Unproblematisch bei Verkehrssicherungspflicht
Und nun ist das Thema auch in Mühldorf angekommen. In der November-Stadtratssitzung wurde eine Teilabschaltung der Straßenbeleuchtung zwischen 22.15 und 5 Uhr in fast allen Wohngebieten im Norden und Süden der Kreisstadt diskutiert. Aus Sicht des Bayerischen Gemeindetags im Rahmen des Rundschreibens „Licht im Dunkeln“ sei das Abschalten in Wohngebieten hinsichtlich Verkehrssicherungspflicht in aller Regel unproblematisch. Allerdings liege es im Ermessen der betroffenen Kommune, darüber zu entscheiden.

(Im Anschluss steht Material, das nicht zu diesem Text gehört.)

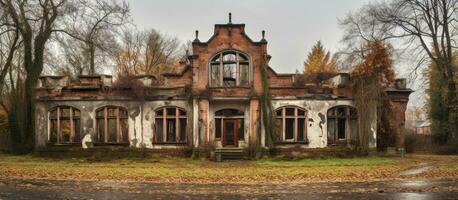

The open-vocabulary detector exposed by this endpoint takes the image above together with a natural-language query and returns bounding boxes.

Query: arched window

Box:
[275,107,307,142]
[209,51,250,87]
[154,107,187,143]
[96,106,129,144]
[328,106,358,144]
[215,109,245,146]
[48,106,81,144]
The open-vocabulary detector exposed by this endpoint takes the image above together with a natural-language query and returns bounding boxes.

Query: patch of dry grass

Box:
[0,154,458,183]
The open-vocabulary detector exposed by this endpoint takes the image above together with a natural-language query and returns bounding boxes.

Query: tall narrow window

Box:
[215,109,245,147]
[275,107,307,142]
[209,51,250,87]
[328,106,358,144]
[96,106,129,144]
[154,107,187,143]
[48,106,81,144]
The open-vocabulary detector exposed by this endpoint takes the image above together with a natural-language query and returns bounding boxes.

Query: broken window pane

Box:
[297,109,305,117]
[180,119,186,142]
[223,53,236,62]
[119,119,129,142]
[223,64,237,87]
[337,118,346,140]
[297,118,306,142]
[285,118,294,140]
[155,118,164,142]
[286,108,294,116]
[238,53,248,62]
[60,120,71,143]
[97,118,105,142]
[108,119,117,142]
[156,109,164,117]
[212,54,221,62]
[328,118,336,144]
[240,64,249,86]
[60,108,70,117]
[237,119,245,140]
[215,119,221,139]
[167,119,176,142]
[49,119,57,142]
[96,109,105,117]
[180,109,186,117]
[108,108,116,117]
[167,108,177,116]
[73,109,81,118]
[73,119,81,142]
[211,64,221,86]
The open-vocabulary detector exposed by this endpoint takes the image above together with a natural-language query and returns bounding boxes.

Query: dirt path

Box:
[0,178,458,199]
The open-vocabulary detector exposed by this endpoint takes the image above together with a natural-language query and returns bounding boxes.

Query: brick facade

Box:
[36,16,411,152]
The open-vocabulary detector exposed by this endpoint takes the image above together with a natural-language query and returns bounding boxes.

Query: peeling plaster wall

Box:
[272,99,377,148]
[35,100,193,149]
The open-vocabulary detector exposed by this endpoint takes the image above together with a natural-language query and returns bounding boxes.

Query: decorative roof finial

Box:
[228,12,232,24]
[261,30,267,43]
[194,30,199,42]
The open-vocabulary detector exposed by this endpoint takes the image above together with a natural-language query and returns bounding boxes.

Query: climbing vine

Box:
[259,56,275,149]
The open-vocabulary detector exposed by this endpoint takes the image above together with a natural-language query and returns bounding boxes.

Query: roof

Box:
[415,119,431,128]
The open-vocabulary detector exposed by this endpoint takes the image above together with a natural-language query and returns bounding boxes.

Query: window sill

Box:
[209,86,251,89]
[46,142,81,147]
[152,142,187,145]
[94,142,129,146]
[275,141,309,145]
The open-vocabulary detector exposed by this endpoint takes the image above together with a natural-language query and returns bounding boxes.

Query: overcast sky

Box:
[128,0,369,72]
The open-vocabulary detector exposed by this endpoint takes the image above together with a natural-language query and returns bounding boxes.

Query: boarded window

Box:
[215,109,245,144]
[275,107,307,142]
[327,106,358,144]
[215,118,222,139]
[153,107,187,143]
[96,106,129,144]
[209,51,250,87]
[48,106,81,144]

Diese Entscheidung gab Bürgermeister Michael Hetzl (UM) an die Stadträte weiter, mit dem Hinweis, dass aktuell eine Abschaltung technisch nicht möglich sein; eine Umrüstung koste rund 11. 000 Euro.

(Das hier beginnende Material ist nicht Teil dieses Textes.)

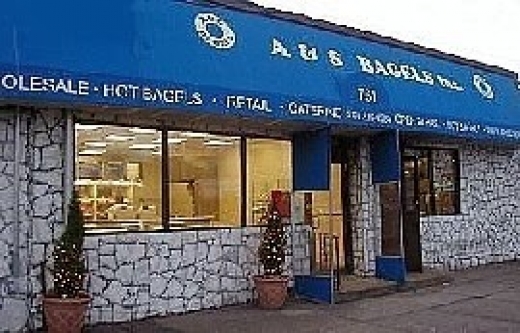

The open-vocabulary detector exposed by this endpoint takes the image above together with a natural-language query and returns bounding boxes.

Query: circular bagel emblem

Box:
[195,13,236,49]
[473,74,495,99]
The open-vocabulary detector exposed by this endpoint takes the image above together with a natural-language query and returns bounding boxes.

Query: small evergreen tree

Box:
[258,209,287,275]
[51,193,86,298]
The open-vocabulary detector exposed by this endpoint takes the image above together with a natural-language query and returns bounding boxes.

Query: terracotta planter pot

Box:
[43,296,90,333]
[253,275,289,309]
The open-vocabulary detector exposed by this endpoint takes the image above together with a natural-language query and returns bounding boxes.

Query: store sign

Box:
[195,13,236,50]
[0,0,520,140]
[195,13,494,99]
[0,68,520,140]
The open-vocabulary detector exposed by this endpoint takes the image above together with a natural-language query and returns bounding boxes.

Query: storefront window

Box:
[405,148,460,215]
[75,124,161,233]
[247,139,292,225]
[168,131,240,229]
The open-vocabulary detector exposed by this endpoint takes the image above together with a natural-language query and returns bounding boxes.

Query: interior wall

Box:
[216,146,240,227]
[247,139,292,224]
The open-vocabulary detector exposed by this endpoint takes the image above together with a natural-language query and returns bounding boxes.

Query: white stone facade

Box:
[0,109,65,332]
[0,109,520,332]
[85,225,310,323]
[421,144,520,270]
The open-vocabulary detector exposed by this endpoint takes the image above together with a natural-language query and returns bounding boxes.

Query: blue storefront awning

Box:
[0,0,520,140]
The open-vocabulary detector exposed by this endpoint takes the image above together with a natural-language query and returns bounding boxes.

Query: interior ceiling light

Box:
[128,143,157,149]
[204,140,233,146]
[74,124,103,131]
[128,127,157,134]
[106,134,134,141]
[85,141,108,148]
[181,132,209,139]
[152,138,188,143]
[78,149,105,155]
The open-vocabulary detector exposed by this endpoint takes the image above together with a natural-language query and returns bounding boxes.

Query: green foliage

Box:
[51,193,86,298]
[258,210,287,275]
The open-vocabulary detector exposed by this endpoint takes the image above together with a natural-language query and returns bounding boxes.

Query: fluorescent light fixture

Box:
[128,143,157,149]
[168,138,188,143]
[106,134,134,141]
[78,149,105,155]
[152,138,188,143]
[181,132,209,139]
[74,124,103,131]
[204,139,233,146]
[129,127,157,134]
[85,141,108,148]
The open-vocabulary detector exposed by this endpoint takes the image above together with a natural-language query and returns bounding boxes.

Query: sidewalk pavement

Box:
[86,262,520,333]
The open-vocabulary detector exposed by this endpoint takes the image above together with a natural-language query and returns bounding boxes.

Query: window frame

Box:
[403,146,462,216]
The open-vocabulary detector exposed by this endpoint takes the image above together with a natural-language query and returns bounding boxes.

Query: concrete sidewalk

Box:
[86,262,520,333]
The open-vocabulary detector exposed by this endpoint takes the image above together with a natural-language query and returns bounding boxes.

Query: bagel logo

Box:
[473,74,495,99]
[195,13,236,50]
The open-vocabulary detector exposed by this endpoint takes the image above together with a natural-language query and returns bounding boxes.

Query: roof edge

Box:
[203,0,518,80]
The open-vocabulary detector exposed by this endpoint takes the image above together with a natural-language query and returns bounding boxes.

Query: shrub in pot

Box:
[43,193,90,333]
[253,209,289,309]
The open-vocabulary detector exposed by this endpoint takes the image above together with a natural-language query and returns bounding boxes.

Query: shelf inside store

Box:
[74,179,143,186]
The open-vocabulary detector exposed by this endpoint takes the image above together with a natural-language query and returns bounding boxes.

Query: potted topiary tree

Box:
[253,208,289,309]
[43,193,90,333]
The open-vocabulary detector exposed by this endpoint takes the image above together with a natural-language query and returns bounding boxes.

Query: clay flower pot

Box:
[43,295,90,333]
[253,275,289,309]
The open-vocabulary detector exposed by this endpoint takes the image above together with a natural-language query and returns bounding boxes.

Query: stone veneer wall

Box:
[0,108,65,332]
[85,225,310,324]
[421,144,520,270]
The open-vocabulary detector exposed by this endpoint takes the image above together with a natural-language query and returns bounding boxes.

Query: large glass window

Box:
[168,131,241,228]
[247,139,292,224]
[75,124,292,233]
[75,124,161,232]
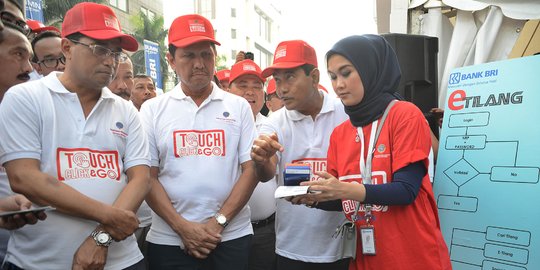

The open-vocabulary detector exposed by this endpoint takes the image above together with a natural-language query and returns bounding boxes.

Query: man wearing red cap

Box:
[216,69,231,91]
[266,78,283,112]
[0,2,150,269]
[230,59,277,270]
[141,15,258,270]
[251,40,349,270]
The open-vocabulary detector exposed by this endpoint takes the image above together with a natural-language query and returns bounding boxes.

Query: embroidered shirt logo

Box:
[111,122,128,138]
[173,130,225,157]
[292,158,326,181]
[56,148,120,181]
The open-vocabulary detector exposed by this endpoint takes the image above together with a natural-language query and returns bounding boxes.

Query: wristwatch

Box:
[91,229,112,247]
[214,213,229,228]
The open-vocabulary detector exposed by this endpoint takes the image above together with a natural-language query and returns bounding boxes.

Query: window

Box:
[195,0,216,19]
[141,7,156,20]
[253,43,273,69]
[109,0,127,12]
[256,9,272,42]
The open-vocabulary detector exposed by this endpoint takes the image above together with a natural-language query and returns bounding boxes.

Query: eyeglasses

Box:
[37,55,66,68]
[0,11,32,35]
[70,39,127,63]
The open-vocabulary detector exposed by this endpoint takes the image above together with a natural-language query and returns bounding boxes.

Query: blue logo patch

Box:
[449,72,461,84]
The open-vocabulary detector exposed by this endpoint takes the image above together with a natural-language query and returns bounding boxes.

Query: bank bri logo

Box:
[449,72,461,84]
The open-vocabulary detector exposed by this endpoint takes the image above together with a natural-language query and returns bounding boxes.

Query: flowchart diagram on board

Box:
[434,56,540,270]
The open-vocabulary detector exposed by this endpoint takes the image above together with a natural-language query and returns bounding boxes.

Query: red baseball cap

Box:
[262,40,317,78]
[229,59,266,83]
[169,14,221,48]
[62,2,139,52]
[266,78,276,95]
[26,19,60,34]
[216,69,231,82]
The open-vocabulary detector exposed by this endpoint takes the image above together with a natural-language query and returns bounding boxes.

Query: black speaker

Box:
[382,34,439,138]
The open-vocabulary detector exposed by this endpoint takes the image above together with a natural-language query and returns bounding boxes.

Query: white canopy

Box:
[390,0,540,107]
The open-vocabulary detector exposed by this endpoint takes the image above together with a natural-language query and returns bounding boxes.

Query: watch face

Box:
[217,215,227,224]
[97,233,109,244]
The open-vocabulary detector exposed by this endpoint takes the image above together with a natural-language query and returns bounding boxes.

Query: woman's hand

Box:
[291,172,358,207]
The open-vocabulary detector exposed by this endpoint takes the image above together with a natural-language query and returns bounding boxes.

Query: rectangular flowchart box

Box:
[486,226,531,246]
[448,112,489,128]
[490,166,540,184]
[437,195,478,212]
[484,244,529,264]
[444,135,487,150]
[482,260,527,270]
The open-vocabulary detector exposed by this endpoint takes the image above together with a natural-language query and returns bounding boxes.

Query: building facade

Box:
[165,0,281,68]
[105,0,163,34]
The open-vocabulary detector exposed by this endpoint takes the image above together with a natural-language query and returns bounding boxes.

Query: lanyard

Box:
[354,120,379,225]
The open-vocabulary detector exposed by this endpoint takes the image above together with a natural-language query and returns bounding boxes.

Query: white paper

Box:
[274,186,309,199]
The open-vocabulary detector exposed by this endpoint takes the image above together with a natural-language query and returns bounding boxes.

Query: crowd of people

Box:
[0,0,451,270]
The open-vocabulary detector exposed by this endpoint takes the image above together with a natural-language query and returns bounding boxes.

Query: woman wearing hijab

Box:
[295,35,451,270]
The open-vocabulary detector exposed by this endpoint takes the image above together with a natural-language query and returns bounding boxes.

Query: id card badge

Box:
[360,226,376,255]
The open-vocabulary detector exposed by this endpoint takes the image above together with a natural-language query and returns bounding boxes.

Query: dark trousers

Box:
[2,260,145,270]
[277,255,350,270]
[248,221,276,270]
[148,235,252,270]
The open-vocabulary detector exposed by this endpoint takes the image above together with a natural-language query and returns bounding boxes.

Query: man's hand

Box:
[251,133,283,163]
[101,207,139,241]
[176,218,223,259]
[0,194,47,230]
[72,237,108,270]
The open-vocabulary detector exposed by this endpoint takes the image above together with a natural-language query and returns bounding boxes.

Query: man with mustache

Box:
[108,54,133,100]
[0,23,32,102]
[251,40,349,270]
[141,14,258,270]
[0,2,150,270]
[130,74,157,110]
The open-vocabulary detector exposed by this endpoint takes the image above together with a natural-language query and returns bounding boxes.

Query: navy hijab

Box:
[326,35,401,127]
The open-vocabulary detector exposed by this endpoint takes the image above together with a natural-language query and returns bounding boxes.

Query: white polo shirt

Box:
[140,84,257,248]
[0,72,149,269]
[248,113,277,221]
[259,91,348,263]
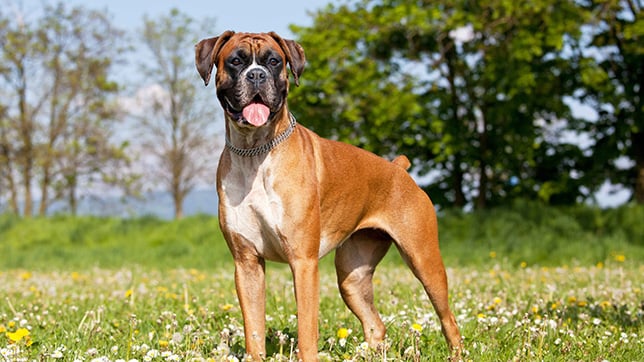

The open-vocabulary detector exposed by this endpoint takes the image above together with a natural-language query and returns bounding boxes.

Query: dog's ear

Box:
[268,32,306,86]
[195,30,235,85]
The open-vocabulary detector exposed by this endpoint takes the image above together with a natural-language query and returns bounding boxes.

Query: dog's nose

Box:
[246,68,266,87]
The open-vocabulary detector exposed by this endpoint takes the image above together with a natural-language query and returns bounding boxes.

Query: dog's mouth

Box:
[226,95,272,127]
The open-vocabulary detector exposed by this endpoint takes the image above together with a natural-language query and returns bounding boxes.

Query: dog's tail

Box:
[391,155,411,170]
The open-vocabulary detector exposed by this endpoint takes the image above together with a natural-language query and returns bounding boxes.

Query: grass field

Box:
[0,202,644,361]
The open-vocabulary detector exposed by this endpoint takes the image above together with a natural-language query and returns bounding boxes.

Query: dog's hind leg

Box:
[396,217,462,359]
[335,230,391,348]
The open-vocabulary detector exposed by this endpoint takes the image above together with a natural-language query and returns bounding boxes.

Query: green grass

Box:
[0,203,644,361]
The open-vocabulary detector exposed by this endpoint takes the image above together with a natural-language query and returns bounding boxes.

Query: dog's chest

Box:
[219,160,285,261]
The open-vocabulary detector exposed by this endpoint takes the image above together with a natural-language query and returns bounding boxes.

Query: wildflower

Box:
[338,328,351,339]
[6,328,29,343]
[219,303,233,312]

Persönliches Sicherheitsempfinden
Auch eine mögliche Einsparung, die die Kommunalen Energienetze Inn Salzach kalkuliert haben, wurde vorgelegt: Bei rund 1600 Leuchten mache die Einsparung rund 119.000 Kilowattstunden pro Jahr aus, was sich auf rund 24.000 Euro netto belaufen dürfte. Die Diskussion unter den Stadträten war allerdings weniger von Energiesparen geprägt; es ging den meisten um die Sicherheitslage. Den weiblichen Gremiumsmitgliedern wie der Grünen-Stadträtin Kathrin Enzinger oder der SPD-Kollegin Angelika Kölbl ging es um das persönliche Sicherheitsempfinden, andere wie etwa der CSU-Stadtrat Stefan Lasner oder AfD-Vertreter Oliver Multusch verwiesen darüber hinaus auf die ihrer Ansicht gefährdete Verkehrssicherheitslage.
Unterm Strich wurde der Antrag mit fünf Gegenstimmen abgelehnt. Bei besserer Aufklärung hätte das verhindert werden können, ist sich Margit Seifert, die die Diskussion mit verfolgt hat, sicher. „Die Argumente in puncto Sicherheit stimmen einfach nicht. Viele Studien aus anderen Ländern sprechen eine andere Sprache“, betont Seifert. Vielleicht reiche auch der gesunde Menschenverstand aus. Beispielsweise sehe doch der Autofahrer ein beleuchtetes Fahrrad auf ansonsten unbeleuchteter Straße viel besser, erklärt die Lehrerin weiter. Sie ist sich sicher: „Bei Leuten, die draußen Angst haben, hilft sowieso keine Beleuchtung.“
Weiterer Fachvortrag unerwünscht
Man hätte die Bedenken der Stadträte obendrein mindern könnten, wenn man den Abschaltungszeitpunkt nicht schon auf zehn Uhr abends vorverlegt hätte, überlegen Margit Seifert und Tom Hilger im Nachgang. Dieser Antrag ist aber nun vom Tisch, bestätigt die Stadtverwaltung Mühldorf auf Nachfrage der OVB-Heimatzeitungen. Das Angebot Seiferts, auch im Mühldorfer Stadtrat einen Fachvortrag zum Thema Lichtverschmutzung zu halten, werde daher nicht angenommen.
Aller Tage Abend ist das aber noch nicht, ist sich Hilger sicher. „Denken Sie an das Volksbegehren „Rettet die Bienen“!“ Welche noch nicht begangenen Wege sich für die engagierten Kämpfer gegen Lichtverschmutzung auftun, weiß die Zukunft.